El Viejo sintió un rugido por el asfalto, y una ráfaga de luz perforada en la espalda. Sabía quién era. Podía hacer un retrato de las personas por la forma de conducir.

Y la de Brinco tenía el rostro de la impaciencia. Estaba bien no ser paciente. Pero no la impaciencia. La paciencia de Job fue retribuida. Lástima que esta gente no conozca el Antiguo Testamento. Lo recompensó Yahvé con el doble de todo cuanto poseía. Catorce mil ovejas, seis mil camellos, mil asnas y mil parejas de bueyes.
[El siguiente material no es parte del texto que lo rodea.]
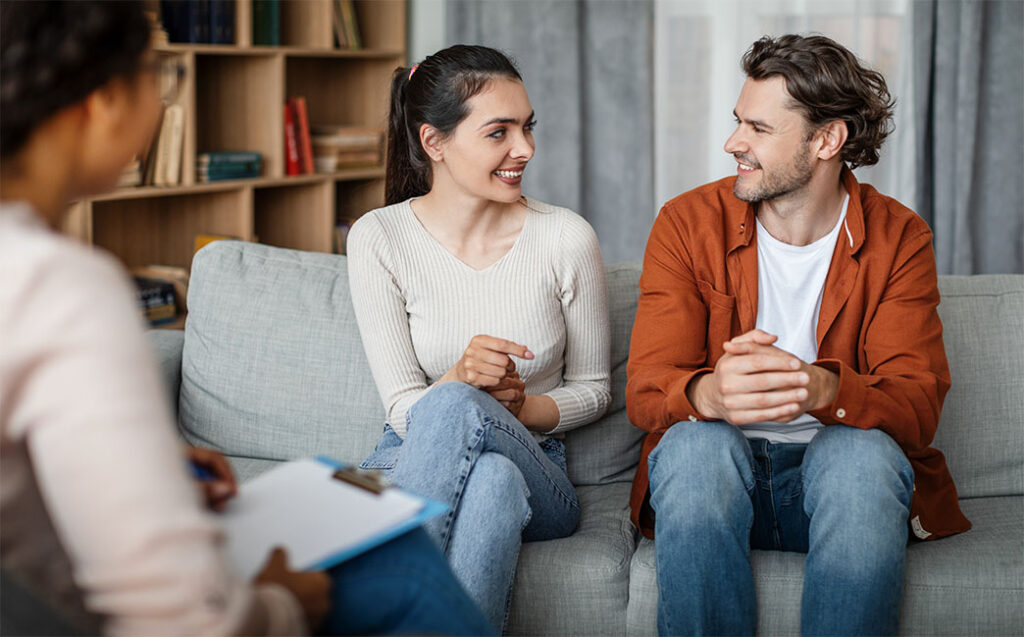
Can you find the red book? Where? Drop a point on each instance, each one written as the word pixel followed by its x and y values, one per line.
pixel 291 144
pixel 302 134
Sí, podía reconocer al piloto por la forma de frenar y cerrar las puertas. Todo era velocidad, caballos de potencia. Y luego esa moda de tunear. Mucho lucerío, mucho niquelado. Por la noche, daba miedo, las carreteras llenas de extraterrestres. ¡Aun si fuesen coleccionistas como Oliveira! Eso es amor al arte. Tiene coches de una belleza que hace llorar. El BMW ese, ¡el Ángel del Barroco!
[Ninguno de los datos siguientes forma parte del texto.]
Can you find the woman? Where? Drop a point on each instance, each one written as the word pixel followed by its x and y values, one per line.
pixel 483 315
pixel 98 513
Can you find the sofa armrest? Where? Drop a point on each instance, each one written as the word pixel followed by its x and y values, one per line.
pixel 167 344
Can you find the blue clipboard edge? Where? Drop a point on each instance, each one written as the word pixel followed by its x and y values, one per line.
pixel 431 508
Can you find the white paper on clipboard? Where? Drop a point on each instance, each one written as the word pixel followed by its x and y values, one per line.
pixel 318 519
– ¿Qué tal estuvo el entierro? -preguntó Brinco.

– Los he visto mejores. El cura y los mariachis no estuvieron mal.

Avanzó al límite del precipicio y, sin volverse, dijo:

– Alguien atropello esta mañana a la mujer de Mao-de-Morto. El conductor se fugó. Querían matarlo a él, seguro. Pero la mujer actuó como un escudo. Cayó como un bulto encima de él.

– Pobre mujer, ¡ir por delante!

Mariscal ignoró el comentario. Dijo:

– Está muriendo más gente de la que podemos comer.

– Creo que debo desaparecer una temporada.

Mariscal oyó la declaración con alivio. Acarició en el pecho el pequeño Astra 38 Special para que durmiese tranquilo. Luego se volvió.

– Vete lejos, hijo.

– ¿Adónde? ¿Al infierno?

– Si puedes, un poco más lejos.

 

La luz de la luna proyectaba un resplandor en parte del mapa del suelo de la Escuela de los Indianos. El resto eran tinieblas envejecidas. En el borde claroscuro se movían Leda y Fins.

– ¿Por qué no te fuiste con él? Deberías irte de aquí con tu hijo. Puede pasar cualquier cosa.

– No me invitó.

– A esta hora estará llegando a Río. Vamos a seguirle los pasos. Podré darte alguna información. Sólo para ti.

Leda ignoró la propuesta. Estaba segura de que Brinco no había tomado ese vuelo desde Porto. Habría enviado a otro con su identidad. O se esfumaría en la pasarela móvil, justo en la puerta del avión, con un chaleco de operario de aeropuerto. Lo había hecho ya alguna vez.

Había sido ella quien llamó para verse en la Escuela de los Indianos. Iba a ver si funcionaba el cebo en el anzuelo. Pero no sentía remordimiento. Tenía un homenaje pendiente. Un homenaje al cebo. Y allí estaba. Preguntó:



– ¿Es cierto que también puedes escribir a máquina a ciegas?

– Y eso, ¿qué importa ahora?

– ¡Siéntate ahí! Me gustaría que escribieses una carta para mí. ¿Sabes que hay gente que nunca recibió una carta?

– No tengo ni papel.

– No importa. Teclea de todas formas. Me gusta ese sonido. Yo te dicto: «Querida amiga: ahora que todo es silensio mudo…». ¿Has escrito silensio o silenció?

– Silensio.

– Bien.

A Leda le costaba seguir el juego. Las púas de las palabras.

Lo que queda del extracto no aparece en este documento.